米商務省、通商拡大法232条に基づく調査開始 日本やEUの自動車関連企業に圧力の狙いも
[ワシントン 23日 ロイター] - 米商務省は23日、乗用車やトラックなどの車両や関連部品の輸入が国内の自動車産業を侵害し、安全保障を脅かしたかどうか通商拡大法232条に基づき調査を開始すると発表した。鉄鋼・アルミニウム輸入制限と同様の手段を自動車にも用いる。
ロス商務長官は声明で「外国からの輸入によって、数十年にわたり米国内の自動車産業が侵害されていることを示唆する証拠がある」と指摘。「商務省は、(車両や部品の)輸入が米国の経済を弱体化させているかどうか、安全保障を脅かす可能性があるかどうかについて、本格的で公正な調査を行う」ことを明らかにした。
商務省によると、国内の自動車生産の減少が経済を弱くし、コネクテッドカーや自動運転車、燃料電池、電気モーター・バッテリーなどを開発する能力が低下したか調査する。
トランプ大統領は別の声明で「自動車や自動車部品など中核的な産業は国力の重要な要素だ」と主張した。
調査開始の正式発表前、トランプ政権の関係者は、北米自由貿易協定(NAFTA)再交渉の相手であるカナダとメキシコや、米国に多くの自動車を輸出する日本と欧州連合(EU)に圧力をかける狙いもあると説明した。
トランプ大統領はこれに先立ち、自動車、トラック、部品の輸入を巡り通商拡大法232条に基づく調査開始を検討するよう商務省に指示したと発表。これらの輸入が米国の安全保障を脅かすかどうかを判断するとしていた。
日本やドイツなど大手外資系自動車メーカーの団体「ヒア・フォー・アメリカ」はトランプ政権の決定を批判した。
トヨタ自動車<7203.T>、日産自動車<7201.T>、韓国の現代自動車<005380.KS>などで構成する世界自動車メーカー協会のトップ、ジョン・ボゼラ氏は「米国の自動車産業は成長し、繁栄している」と指摘した。
昨年は米国内で1200万台の乗用車やトラックが生産されたとした上で「われわれが知る限り誰も保護を求めていない。この措置は必然的に米国内で(消費者の)選択を狭め、乗用車やトラックの価格引き上げにつながる」と述べた。
米紙ウォール・ストリート・ジャーナルはこれに先立ち、トランプ政権が通商拡大法232条に基づき調査を開始し、関税を最大25%に引き上げる可能性があると報じていた。
日中韓は状況を注視
日本、中国、韓国の各国政府は状況を注視すると表明。
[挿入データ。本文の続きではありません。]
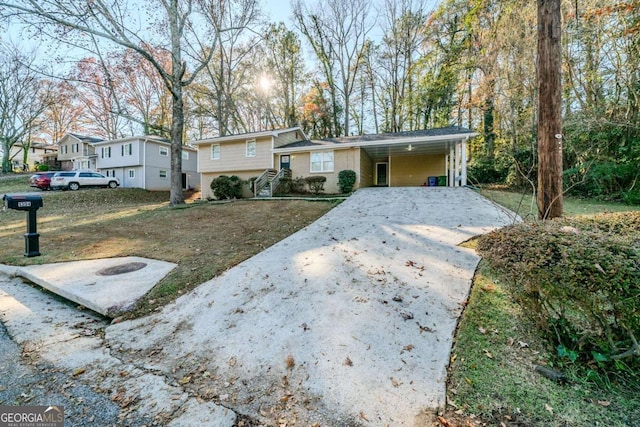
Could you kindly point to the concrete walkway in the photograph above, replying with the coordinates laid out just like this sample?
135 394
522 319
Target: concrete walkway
347 322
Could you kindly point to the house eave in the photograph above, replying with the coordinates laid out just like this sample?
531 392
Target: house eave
245 136
397 142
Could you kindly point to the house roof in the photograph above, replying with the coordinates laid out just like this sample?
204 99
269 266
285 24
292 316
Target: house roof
428 141
84 138
251 135
149 138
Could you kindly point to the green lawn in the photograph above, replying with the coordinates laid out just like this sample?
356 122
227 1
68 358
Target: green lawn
492 377
524 204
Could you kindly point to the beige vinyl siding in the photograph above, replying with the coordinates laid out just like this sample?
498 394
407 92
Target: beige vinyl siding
233 157
342 160
411 171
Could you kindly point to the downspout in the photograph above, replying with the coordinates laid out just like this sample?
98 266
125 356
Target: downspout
463 173
389 171
452 167
144 164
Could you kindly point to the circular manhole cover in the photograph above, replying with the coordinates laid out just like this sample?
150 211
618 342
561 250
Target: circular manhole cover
122 268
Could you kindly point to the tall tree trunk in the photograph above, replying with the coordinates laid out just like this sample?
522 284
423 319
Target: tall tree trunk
549 110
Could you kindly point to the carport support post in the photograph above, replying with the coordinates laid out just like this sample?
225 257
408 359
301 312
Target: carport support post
32 238
452 167
463 163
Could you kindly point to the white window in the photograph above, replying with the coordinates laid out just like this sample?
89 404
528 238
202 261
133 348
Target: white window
251 148
322 161
126 149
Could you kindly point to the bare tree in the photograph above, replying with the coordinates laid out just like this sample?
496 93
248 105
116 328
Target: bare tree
284 57
337 30
171 21
549 110
62 115
403 22
23 98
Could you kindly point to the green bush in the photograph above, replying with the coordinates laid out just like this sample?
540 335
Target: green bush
285 185
297 185
580 280
631 197
346 180
606 180
227 187
316 183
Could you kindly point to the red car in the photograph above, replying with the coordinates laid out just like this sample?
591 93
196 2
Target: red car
41 180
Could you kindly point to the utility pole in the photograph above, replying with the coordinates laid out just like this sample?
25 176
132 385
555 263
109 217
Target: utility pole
549 110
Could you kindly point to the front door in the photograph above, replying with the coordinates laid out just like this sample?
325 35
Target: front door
382 172
285 161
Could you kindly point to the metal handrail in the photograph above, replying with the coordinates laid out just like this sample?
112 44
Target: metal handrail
262 181
275 182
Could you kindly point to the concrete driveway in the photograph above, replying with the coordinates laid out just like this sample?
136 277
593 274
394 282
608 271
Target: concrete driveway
347 322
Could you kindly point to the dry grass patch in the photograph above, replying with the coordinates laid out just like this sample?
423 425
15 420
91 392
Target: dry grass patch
203 238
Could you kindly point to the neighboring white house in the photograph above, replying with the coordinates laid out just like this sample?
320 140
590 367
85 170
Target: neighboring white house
76 152
145 162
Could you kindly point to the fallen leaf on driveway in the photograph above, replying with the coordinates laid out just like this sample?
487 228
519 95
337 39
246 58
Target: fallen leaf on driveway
406 316
444 422
395 382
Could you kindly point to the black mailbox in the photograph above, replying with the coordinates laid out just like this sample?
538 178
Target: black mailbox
30 204
22 203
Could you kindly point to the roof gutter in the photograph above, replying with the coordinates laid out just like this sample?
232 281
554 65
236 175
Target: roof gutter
383 143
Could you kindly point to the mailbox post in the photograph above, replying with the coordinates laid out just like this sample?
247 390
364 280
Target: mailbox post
30 204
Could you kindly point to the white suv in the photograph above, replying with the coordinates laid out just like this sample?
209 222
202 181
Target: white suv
73 180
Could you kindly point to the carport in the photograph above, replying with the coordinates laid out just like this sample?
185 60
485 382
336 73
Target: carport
404 159
411 158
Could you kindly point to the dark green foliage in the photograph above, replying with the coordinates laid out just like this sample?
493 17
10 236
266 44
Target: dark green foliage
607 180
346 180
486 170
580 280
316 183
227 187
631 197
285 185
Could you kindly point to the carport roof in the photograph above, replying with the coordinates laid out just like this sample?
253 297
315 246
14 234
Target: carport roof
428 141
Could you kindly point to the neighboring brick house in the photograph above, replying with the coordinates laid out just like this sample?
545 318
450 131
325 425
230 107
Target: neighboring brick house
76 152
145 162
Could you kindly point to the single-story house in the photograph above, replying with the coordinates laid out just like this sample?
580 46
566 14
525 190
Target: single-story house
145 162
77 152
400 159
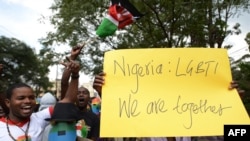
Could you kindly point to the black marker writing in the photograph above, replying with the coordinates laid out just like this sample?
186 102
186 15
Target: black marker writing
201 107
197 68
137 70
130 107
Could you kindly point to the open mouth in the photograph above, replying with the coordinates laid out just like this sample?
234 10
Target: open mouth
81 100
27 109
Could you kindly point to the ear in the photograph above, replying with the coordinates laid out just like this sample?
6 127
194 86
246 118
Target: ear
7 103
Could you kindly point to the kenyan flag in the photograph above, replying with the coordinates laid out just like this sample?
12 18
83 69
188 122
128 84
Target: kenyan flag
120 14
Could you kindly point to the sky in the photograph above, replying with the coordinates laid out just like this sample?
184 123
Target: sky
26 21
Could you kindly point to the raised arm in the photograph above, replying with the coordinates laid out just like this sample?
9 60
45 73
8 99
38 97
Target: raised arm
99 81
66 73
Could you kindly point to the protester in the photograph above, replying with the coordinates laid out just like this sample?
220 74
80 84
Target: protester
89 125
3 108
46 101
22 123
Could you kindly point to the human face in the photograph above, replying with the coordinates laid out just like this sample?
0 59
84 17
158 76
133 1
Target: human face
21 104
83 97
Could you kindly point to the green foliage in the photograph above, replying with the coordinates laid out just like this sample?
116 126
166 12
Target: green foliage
21 64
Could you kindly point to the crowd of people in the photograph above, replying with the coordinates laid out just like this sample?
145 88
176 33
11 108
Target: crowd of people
73 118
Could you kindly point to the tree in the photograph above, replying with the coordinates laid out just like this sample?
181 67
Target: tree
166 24
21 64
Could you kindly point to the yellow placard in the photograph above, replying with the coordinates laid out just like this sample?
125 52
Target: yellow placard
168 92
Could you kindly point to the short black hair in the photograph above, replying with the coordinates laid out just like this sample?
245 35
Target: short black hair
9 91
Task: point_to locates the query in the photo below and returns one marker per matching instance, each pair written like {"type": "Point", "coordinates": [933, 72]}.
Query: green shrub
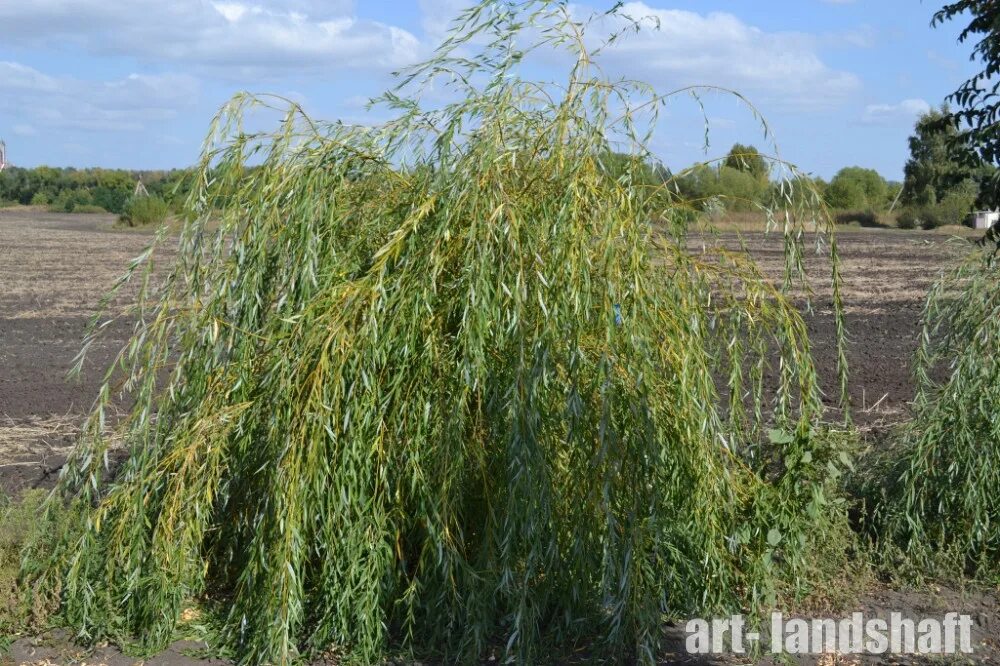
{"type": "Point", "coordinates": [143, 211]}
{"type": "Point", "coordinates": [864, 218]}
{"type": "Point", "coordinates": [89, 209]}
{"type": "Point", "coordinates": [908, 218]}
{"type": "Point", "coordinates": [439, 384]}
{"type": "Point", "coordinates": [22, 523]}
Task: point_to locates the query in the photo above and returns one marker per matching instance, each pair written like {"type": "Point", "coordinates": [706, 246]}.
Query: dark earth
{"type": "Point", "coordinates": [54, 269]}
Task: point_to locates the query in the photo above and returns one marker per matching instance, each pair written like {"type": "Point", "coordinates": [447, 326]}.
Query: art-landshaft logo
{"type": "Point", "coordinates": [857, 634]}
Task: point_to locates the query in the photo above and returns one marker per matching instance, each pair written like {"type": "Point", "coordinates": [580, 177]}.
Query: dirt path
{"type": "Point", "coordinates": [53, 271]}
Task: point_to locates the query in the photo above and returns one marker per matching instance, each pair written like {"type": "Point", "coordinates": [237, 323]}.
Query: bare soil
{"type": "Point", "coordinates": [55, 268]}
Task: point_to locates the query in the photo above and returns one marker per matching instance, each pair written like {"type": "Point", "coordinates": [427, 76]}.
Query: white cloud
{"type": "Point", "coordinates": [782, 68]}
{"type": "Point", "coordinates": [130, 103]}
{"type": "Point", "coordinates": [904, 112]}
{"type": "Point", "coordinates": [241, 40]}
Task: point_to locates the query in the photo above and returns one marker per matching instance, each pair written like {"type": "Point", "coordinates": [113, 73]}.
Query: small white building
{"type": "Point", "coordinates": [984, 219]}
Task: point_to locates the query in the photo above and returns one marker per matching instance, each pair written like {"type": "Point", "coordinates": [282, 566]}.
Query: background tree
{"type": "Point", "coordinates": [734, 188]}
{"type": "Point", "coordinates": [857, 188]}
{"type": "Point", "coordinates": [748, 160]}
{"type": "Point", "coordinates": [943, 164]}
{"type": "Point", "coordinates": [977, 98]}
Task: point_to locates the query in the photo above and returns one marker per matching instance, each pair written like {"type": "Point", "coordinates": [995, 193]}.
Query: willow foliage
{"type": "Point", "coordinates": [440, 385]}
{"type": "Point", "coordinates": [942, 506]}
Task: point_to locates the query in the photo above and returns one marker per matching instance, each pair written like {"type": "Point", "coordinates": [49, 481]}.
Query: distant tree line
{"type": "Point", "coordinates": [87, 190]}
{"type": "Point", "coordinates": [946, 178]}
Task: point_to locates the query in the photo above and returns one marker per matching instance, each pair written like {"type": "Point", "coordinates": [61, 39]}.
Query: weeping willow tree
{"type": "Point", "coordinates": [943, 508]}
{"type": "Point", "coordinates": [440, 385]}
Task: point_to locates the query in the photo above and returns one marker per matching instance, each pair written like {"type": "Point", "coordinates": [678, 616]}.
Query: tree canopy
{"type": "Point", "coordinates": [977, 98]}
{"type": "Point", "coordinates": [943, 162]}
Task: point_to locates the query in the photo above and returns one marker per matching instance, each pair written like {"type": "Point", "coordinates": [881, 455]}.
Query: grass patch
{"type": "Point", "coordinates": [21, 524]}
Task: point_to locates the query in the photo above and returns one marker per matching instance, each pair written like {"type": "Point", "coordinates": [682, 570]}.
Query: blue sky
{"type": "Point", "coordinates": [135, 83]}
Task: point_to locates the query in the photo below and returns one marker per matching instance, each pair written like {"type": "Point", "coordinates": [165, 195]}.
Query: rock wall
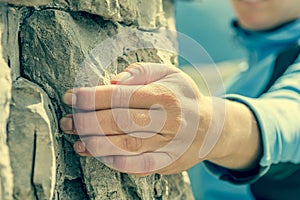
{"type": "Point", "coordinates": [44, 43]}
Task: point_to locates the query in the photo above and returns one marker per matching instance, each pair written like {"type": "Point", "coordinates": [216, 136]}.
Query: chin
{"type": "Point", "coordinates": [256, 26]}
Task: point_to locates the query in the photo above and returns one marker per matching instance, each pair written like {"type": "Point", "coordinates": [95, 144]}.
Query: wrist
{"type": "Point", "coordinates": [238, 146]}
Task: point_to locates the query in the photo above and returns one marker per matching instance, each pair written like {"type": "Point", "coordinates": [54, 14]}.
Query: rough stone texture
{"type": "Point", "coordinates": [6, 177]}
{"type": "Point", "coordinates": [27, 2]}
{"type": "Point", "coordinates": [47, 45]}
{"type": "Point", "coordinates": [31, 129]}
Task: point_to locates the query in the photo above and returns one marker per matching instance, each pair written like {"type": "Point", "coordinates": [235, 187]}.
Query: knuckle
{"type": "Point", "coordinates": [132, 144]}
{"type": "Point", "coordinates": [79, 123]}
{"type": "Point", "coordinates": [123, 121]}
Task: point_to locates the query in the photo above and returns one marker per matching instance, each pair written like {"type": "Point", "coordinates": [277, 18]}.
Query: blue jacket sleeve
{"type": "Point", "coordinates": [278, 115]}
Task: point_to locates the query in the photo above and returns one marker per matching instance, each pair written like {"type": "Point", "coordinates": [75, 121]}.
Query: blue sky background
{"type": "Point", "coordinates": [208, 22]}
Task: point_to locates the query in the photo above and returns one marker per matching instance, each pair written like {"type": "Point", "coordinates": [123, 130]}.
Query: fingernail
{"type": "Point", "coordinates": [79, 147]}
{"type": "Point", "coordinates": [69, 98]}
{"type": "Point", "coordinates": [121, 77]}
{"type": "Point", "coordinates": [66, 124]}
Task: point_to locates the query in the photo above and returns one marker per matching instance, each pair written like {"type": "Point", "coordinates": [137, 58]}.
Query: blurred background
{"type": "Point", "coordinates": [208, 22]}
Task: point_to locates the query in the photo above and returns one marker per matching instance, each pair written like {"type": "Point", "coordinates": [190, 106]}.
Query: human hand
{"type": "Point", "coordinates": [147, 121]}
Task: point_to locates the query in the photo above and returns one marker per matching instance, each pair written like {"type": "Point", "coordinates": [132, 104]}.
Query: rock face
{"type": "Point", "coordinates": [45, 43]}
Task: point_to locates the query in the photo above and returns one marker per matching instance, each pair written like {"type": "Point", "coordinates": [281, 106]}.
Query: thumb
{"type": "Point", "coordinates": [143, 74]}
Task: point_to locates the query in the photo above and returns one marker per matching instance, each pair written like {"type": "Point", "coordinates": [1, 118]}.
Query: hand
{"type": "Point", "coordinates": [147, 121]}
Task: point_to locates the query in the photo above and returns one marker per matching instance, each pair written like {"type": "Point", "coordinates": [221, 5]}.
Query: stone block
{"type": "Point", "coordinates": [27, 2]}
{"type": "Point", "coordinates": [30, 140]}
{"type": "Point", "coordinates": [6, 176]}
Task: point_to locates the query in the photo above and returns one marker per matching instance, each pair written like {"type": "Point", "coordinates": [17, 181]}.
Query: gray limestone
{"type": "Point", "coordinates": [48, 44]}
中国政府は自国の利益を守ると付け加えた。
中国商務省の高峰報道官は24日の定例会見で「中国は国家安全保障に関する条項の乱用に反対する。多国間の貿易システムに深刻なダメージを与えるほか、正常な国際貿易秩序を乱すことになる」と指摘。「われわれは状況を注視し、影響を精査するとともに、自らの正当な利益を断固として擁護する」と述べた。
日本と韓国の自動車メーカーによって米国で販売される自動車の過半は現地で生産したものだが、大半の企業はアジアやメキシコ、カナダなどの工場から米国向けに輸出も行っている。
米国に昨年輸入された自動車のおよそ3分の1はアジアから輸出されていた。